O afago de Hang aos eleitores mais efusivos de Bolsonaro poderia não causar desconfiança não fosse o fato de que ele agora acena para os investidores. Assim como faz nas aglomerações presidenciais, Hang sinaliza que vai tentar uma barulhenta oferta de ações na bolsa brasileira. Um vídeo postado no YouTube em que apresenta seu site de Relações com Investidores (RI) atesta a decisão e a pressa. O empresário tem promovido nos últimos meses algumas turnês com gestores e investidores em suas lojas pelo País. “Ele demonstra certa urgência em atrair investimentos agora, com receio de que o clima eleitoral do ano que vem prejudique o desempenho da marca que ele mesmo fez questão de associar ao governo”, afirmou um empresário, em condição de anonimato, que viajou com Hang pelo interior no final de maio.

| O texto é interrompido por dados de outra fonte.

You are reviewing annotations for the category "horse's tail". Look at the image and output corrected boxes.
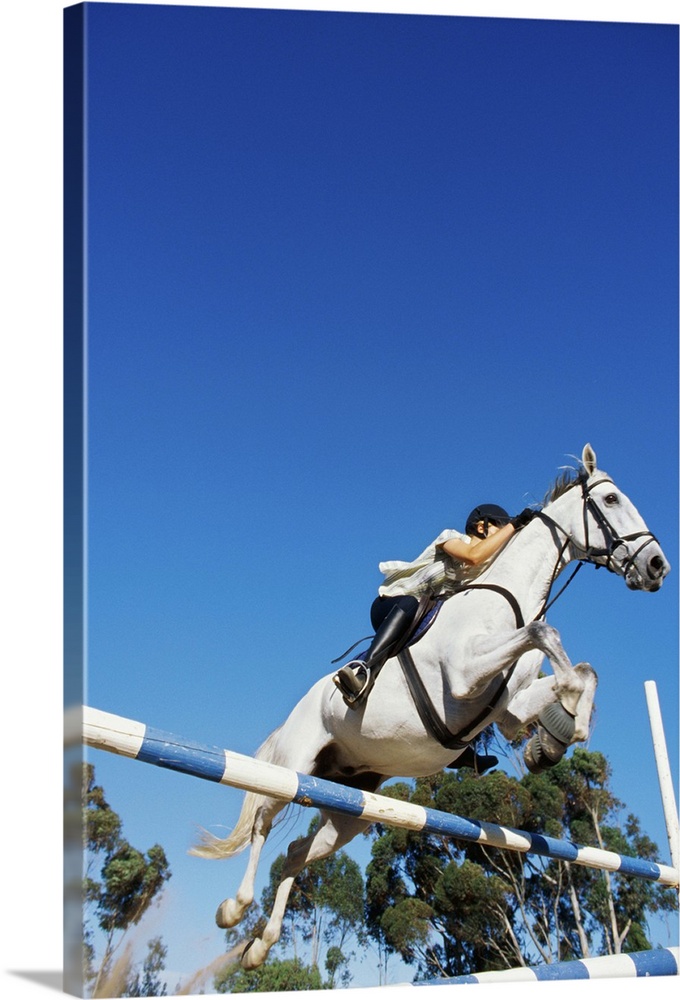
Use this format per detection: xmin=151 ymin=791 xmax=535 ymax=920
xmin=189 ymin=729 xmax=279 ymax=860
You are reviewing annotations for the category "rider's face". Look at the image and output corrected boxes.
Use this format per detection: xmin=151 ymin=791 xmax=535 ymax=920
xmin=475 ymin=521 xmax=499 ymax=538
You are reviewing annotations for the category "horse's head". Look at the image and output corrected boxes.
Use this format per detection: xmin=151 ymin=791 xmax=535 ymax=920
xmin=545 ymin=444 xmax=670 ymax=591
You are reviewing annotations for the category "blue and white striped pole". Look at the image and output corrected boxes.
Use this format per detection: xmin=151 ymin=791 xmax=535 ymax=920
xmin=418 ymin=948 xmax=680 ymax=986
xmin=83 ymin=707 xmax=679 ymax=886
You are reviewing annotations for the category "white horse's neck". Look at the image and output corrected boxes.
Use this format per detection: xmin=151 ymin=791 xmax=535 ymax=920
xmin=475 ymin=489 xmax=582 ymax=622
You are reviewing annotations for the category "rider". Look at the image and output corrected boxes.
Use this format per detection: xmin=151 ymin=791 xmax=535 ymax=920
xmin=333 ymin=504 xmax=536 ymax=728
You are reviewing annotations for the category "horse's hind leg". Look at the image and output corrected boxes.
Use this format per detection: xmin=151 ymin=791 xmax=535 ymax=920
xmin=215 ymin=798 xmax=286 ymax=927
xmin=241 ymin=813 xmax=370 ymax=969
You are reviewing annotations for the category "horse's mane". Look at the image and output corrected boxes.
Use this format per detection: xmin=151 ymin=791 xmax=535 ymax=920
xmin=543 ymin=466 xmax=585 ymax=507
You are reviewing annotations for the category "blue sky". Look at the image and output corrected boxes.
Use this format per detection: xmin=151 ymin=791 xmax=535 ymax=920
xmin=1 ymin=4 xmax=678 ymax=1000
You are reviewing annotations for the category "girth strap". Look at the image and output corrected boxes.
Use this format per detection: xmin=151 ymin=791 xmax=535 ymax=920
xmin=397 ymin=583 xmax=524 ymax=750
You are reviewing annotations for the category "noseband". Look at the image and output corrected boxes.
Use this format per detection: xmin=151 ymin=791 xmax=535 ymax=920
xmin=538 ymin=474 xmax=658 ymax=577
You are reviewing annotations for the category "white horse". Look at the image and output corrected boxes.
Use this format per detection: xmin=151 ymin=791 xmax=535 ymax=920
xmin=192 ymin=445 xmax=670 ymax=968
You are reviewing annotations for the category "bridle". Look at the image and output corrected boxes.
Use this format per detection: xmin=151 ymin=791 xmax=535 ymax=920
xmin=536 ymin=472 xmax=658 ymax=618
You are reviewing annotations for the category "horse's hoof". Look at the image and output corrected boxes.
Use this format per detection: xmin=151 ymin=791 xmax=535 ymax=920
xmin=215 ymin=899 xmax=243 ymax=928
xmin=538 ymin=701 xmax=576 ymax=747
xmin=524 ymin=733 xmax=558 ymax=774
xmin=241 ymin=938 xmax=269 ymax=969
xmin=524 ymin=701 xmax=576 ymax=774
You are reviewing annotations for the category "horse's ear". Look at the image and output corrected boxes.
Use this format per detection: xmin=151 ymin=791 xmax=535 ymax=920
xmin=581 ymin=444 xmax=597 ymax=476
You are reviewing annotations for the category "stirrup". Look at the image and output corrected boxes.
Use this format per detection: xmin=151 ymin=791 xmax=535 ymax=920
xmin=333 ymin=660 xmax=372 ymax=708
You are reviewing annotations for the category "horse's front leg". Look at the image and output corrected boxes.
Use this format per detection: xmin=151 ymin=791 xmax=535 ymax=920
xmin=497 ymin=663 xmax=597 ymax=743
xmin=462 ymin=622 xmax=585 ymax=717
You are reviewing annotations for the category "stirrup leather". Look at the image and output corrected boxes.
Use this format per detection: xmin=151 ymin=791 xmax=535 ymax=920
xmin=333 ymin=660 xmax=372 ymax=708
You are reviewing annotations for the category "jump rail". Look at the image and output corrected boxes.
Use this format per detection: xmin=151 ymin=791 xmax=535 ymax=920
xmin=418 ymin=948 xmax=680 ymax=986
xmin=83 ymin=706 xmax=679 ymax=886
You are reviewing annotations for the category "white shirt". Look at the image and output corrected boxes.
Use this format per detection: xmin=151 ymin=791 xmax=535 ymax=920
xmin=378 ymin=528 xmax=486 ymax=597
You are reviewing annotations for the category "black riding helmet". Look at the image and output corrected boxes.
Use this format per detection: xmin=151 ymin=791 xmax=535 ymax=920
xmin=465 ymin=503 xmax=510 ymax=538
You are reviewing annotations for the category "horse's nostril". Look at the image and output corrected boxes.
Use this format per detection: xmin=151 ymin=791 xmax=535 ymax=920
xmin=649 ymin=556 xmax=666 ymax=577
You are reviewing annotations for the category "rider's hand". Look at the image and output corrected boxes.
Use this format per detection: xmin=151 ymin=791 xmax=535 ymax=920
xmin=510 ymin=507 xmax=538 ymax=531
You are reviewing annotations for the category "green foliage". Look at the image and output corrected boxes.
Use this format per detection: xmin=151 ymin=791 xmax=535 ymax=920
xmin=83 ymin=764 xmax=171 ymax=996
xmin=215 ymin=818 xmax=365 ymax=993
xmin=214 ymin=958 xmax=326 ymax=993
xmin=122 ymin=938 xmax=168 ymax=997
xmin=366 ymin=748 xmax=674 ymax=979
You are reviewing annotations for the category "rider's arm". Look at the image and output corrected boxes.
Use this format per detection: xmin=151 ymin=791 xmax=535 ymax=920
xmin=437 ymin=524 xmax=515 ymax=566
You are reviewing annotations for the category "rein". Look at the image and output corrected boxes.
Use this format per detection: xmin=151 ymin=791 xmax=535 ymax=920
xmin=397 ymin=472 xmax=657 ymax=750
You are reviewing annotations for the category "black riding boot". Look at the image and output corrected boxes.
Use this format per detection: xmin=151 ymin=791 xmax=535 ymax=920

Procurado pela DINHEIRO, Hang não concedeu entrevista.

No vídeo, de cerca de 6 minutos, ele celebra os 35 anos da rede ao lado de seus filhos, Lucas e Leonardo, todos vestidos com camiseta verde com a frase, em letras amarelas, “o Brasil que queremos só depende de nós”. Embora não detalhe o IPO, a companhia protocolou pedido de registro à Comissão de Valores Mobiliários (CVM) em 12 de maio. Oficialmente, a Havan diz que está “se preparando para dar sequência como companhia aberta”. A Havan tem mais de 160 lojas em todo o País e 20 mil colaboradores. No site de RI não está disponível o resultado do primeiro trimestre da empresa, apenas o de 2020. O grupo encerrou o ano passado com faturamento de R$ 10,5 bilhões e um lucro líquido de R$ 1,3 bilhão, resultado 30% maior que 2019.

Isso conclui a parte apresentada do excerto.